It will need all the caution, tact, and resource of French statesmen to steer a way through the rocks and shallows of this problem. It is an unhappy paradox that the series of attacks on French citizens should have become more acute just when the aspirations of France in Morocco have been vastly restricted by the stipulations of the Algeciras Convention. But of course all Europe is paying the penalty for the dispute between Germany and France. The Sultan observed this dispute, and, following the example of all masters of weak and chaotic States, he began to practise the immemorial game of playing off one European State against the other. The violence against Frenchmen is not to be explained by any new aggression on their part, but by the fact that their wings are clipped by the action of Germany. France cannot fly at Morocco in retaliation. She can only flutter on the margins of Moorish territory, and we are not surprised that the timidity inspired in the Makhzan is inappreciable. Meanwhile the influence of Germany is allowed to grow without any dire results to German subjects, because the maintenance of German power at a certain pressure is immediately useful to the Sultan in his anti-European game. The whole point for Europe is to see to it that it does not lend itself to this manoeuvre.
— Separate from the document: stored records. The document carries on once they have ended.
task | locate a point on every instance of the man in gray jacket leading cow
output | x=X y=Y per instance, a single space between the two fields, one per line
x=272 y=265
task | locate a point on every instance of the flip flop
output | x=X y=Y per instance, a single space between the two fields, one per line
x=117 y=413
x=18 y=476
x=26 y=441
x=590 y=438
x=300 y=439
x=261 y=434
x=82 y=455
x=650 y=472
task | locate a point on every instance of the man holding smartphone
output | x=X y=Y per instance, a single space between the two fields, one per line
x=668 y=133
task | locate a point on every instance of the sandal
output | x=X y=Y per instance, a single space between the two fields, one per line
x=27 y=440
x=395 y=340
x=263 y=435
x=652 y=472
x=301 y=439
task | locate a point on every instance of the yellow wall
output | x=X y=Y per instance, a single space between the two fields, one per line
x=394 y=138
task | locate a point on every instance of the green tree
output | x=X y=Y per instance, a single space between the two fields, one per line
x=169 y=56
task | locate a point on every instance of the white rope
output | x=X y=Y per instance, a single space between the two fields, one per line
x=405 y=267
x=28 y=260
To say that France must be guilty of threatening Moorish independence because the ill-treat- ment of Frenchmen is only a protest against her activities, and to pass over unnoticed German influence, which has been exerted in so many ways, lately, because the murder of German subjects does not happen to prove that it is immediately distasteful to the Sultan, is to be blind both to Moorish methods and to the interests of all Europe. It is all too easy to argue as though calculable results could have been extracted from the quite incalculable conditions in Morocco. There is no justification for the ungenerous suggestion that France chose Oujda for occupation because it was free from the 'operation of the Algeciras Convention. It was chosen because it was the nearest convenient spot to the French frontier of Algeria, and the comparative powerlessness of the French army now that it is there is the surest proof of the absence of any unworthy intention.

No doubt every French action—such as the naval demonstration last December—provokes an anti-European movement, but that is no reason for inaction. One Might as well say that the police should cease to arrest criminals because a prosecution often excites them to worse acts. The lesson, surely, is that the European Powers—including Germany, which approved of the occupation of Oujda-- should help France in every possible way in an action which is in the interests of them all. Probably France would be well advised to state her difficulties frankly to the other Powers and consider their advice. Action which concerns them all should be approved by them all. Open war with Morocco is not to be thought of lightly. The brave and skilful tribes might give any European army a heart-breaking task for years. We know that France has not the least desire to find herself involved in such a war. But we hope that she will be most careful in considering what step she is to take next, in order that neither by want of foresight nor by too much zeal may she be committed to a course of which no one could see the end and from which it would be impossible to turn back. It should be the honest desire of Europe, and particu- larly of Britain, to help her to emerge with credit for herself and safety for her citizens from a perplexing situation. We have stated the possibility of growing resistance to European action in Morocco amounting to a war of independence only for the purpose of showing how much wisdom the gravity of the problem demands.